İSTANBUL’daki yunus gösteri merkezindeki iki morstan biri olan “Sara”nın dişlerinin söküldüğü, vücudunda açık yaralar bulunduğu iddiaları üzerine, bir grup hayvan hakkı savunucusu, Başbakanlık, Tarım Bakanlığı, Çevre ve Orman Bakanlığı ile İstanbul Büyükşehir Belediyesi’ni e-posta ve telefon yağmuruna tuttu. Mors Sara’nın yaralı halde fotoğraflarının da yer aldığı e-postalarda, yunus gösteri merkezindeki morsun yaralı haldeki görüntülerinin Alman Deniz Memelileri Koruma Derneği Pro Wal başkanı Andreas Morlok tarafından kaydedildiği belirtildi.
Dişlerinin sökülmesi yasaya aykırı
Mors’un dişleri sökülmüş halde yaşadığına işaret edilen e-postalarda, morsun dişlerinin yalnızca gösteri ve güvenlik amaçlı olarak sökülmesinin “5199 sayılı Hayvanları Koruma Yasası”nın 8. maddesinin ihlali anlamına geldiği ifade edildi.
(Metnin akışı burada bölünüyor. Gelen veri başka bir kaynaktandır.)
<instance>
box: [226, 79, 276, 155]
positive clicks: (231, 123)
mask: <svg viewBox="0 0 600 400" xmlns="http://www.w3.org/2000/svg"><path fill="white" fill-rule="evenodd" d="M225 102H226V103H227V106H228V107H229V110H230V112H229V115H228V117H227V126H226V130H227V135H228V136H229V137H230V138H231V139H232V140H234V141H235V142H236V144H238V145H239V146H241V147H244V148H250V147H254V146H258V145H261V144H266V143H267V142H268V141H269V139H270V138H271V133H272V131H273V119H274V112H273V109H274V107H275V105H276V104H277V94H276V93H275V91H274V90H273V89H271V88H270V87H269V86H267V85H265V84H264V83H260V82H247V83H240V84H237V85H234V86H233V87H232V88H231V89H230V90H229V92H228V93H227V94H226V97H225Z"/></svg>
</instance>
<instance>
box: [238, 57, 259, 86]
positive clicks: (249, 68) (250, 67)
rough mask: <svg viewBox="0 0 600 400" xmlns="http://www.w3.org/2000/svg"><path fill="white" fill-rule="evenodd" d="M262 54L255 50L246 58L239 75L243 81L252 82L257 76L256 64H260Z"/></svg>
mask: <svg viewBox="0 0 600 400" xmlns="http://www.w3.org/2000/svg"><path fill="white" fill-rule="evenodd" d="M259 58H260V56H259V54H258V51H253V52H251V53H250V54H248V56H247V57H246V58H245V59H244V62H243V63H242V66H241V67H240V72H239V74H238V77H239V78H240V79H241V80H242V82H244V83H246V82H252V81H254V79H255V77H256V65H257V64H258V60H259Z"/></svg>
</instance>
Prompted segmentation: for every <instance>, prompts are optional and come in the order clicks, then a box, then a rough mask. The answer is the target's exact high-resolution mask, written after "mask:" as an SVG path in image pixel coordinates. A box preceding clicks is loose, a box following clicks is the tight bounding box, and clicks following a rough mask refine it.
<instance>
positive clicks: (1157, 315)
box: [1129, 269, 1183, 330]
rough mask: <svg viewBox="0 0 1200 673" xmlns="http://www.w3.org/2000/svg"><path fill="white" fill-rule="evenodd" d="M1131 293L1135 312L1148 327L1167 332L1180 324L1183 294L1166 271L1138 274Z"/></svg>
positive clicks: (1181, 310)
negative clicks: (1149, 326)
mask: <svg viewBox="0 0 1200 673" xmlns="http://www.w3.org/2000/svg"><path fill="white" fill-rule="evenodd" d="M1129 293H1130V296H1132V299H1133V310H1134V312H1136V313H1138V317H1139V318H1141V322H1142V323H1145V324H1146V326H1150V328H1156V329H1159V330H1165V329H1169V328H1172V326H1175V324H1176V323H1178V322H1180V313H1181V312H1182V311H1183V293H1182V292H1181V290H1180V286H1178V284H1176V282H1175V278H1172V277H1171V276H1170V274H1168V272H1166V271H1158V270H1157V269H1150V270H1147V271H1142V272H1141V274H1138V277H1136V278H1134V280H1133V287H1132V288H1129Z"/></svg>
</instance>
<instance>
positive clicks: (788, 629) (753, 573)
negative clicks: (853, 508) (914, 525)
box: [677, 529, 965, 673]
Yasaya aykırılık ve “kabahat” teşkil eden bu eylem için yasal düzeyde ilgili işletmeye ceza verilmesi ve yaptırım uygulanması istenen e-postalarda şunlar kaydedildi:
* “Yunus, mors gibi yaban hayvanlarının esaret altında tutulması ve ticari amaçlarla kullanılması, ülkemizin de taraf olduğu uluslararası Bern Sözleşmesi gereğince yasaktır.
* Mors’un üzerinde çok sayıda kanlı (açık) yara bulunmaktadır. Morsun, fil gibi sirklerde gösteri yapmaya zorlanan iri hayvanların eğitimi için kullanıldığı bilinen kancalı sopalar ile dövülme ihtimali acil olarak incelenmelidir.
* Açık ve kanlı yaraları olan bu hayvan, tesiste çocuklara sarılarak fotoğraf çekilmektedir. Aynı zamanda, morsun yaşadığı havuzda ‘yunuslarla yüzme’ ve ‘yunuslarla dalış’ programları içerisinde insanlar da yüzmekte, ‘yunus terapisi’ programında engelli çocuklar da havuza girmekte ve sağlıklarını riske atmaktadır.
Havuzda değil okyanusta yüzmeliler
Yunuslara Özgürlük Platformu İletişim Sorumlusu Deniz Gezgin, Türkiye’de, son 1 yıl içinde 3 yunus parkının kapandığını, geriye 9 yunus parkının kaldığını belirterek şunları söyledi: “Bu parklarda yunuslar, balinalar, foklar, morslar gibi çoğu soğuk iklimlere alışık, doğal ortamından çok çok uzakta yaşayan, hizmet etmeye zorlanan ve şaklabana dönüştürülen deniz memelileri var. Bu canlılar beton havuzlara değil, sonsuz okyanuslara ait ve biz esaret altında tek bir yunus, tek bir mors kalmayıncaya kadar mücadelemize devam edeceğiz.”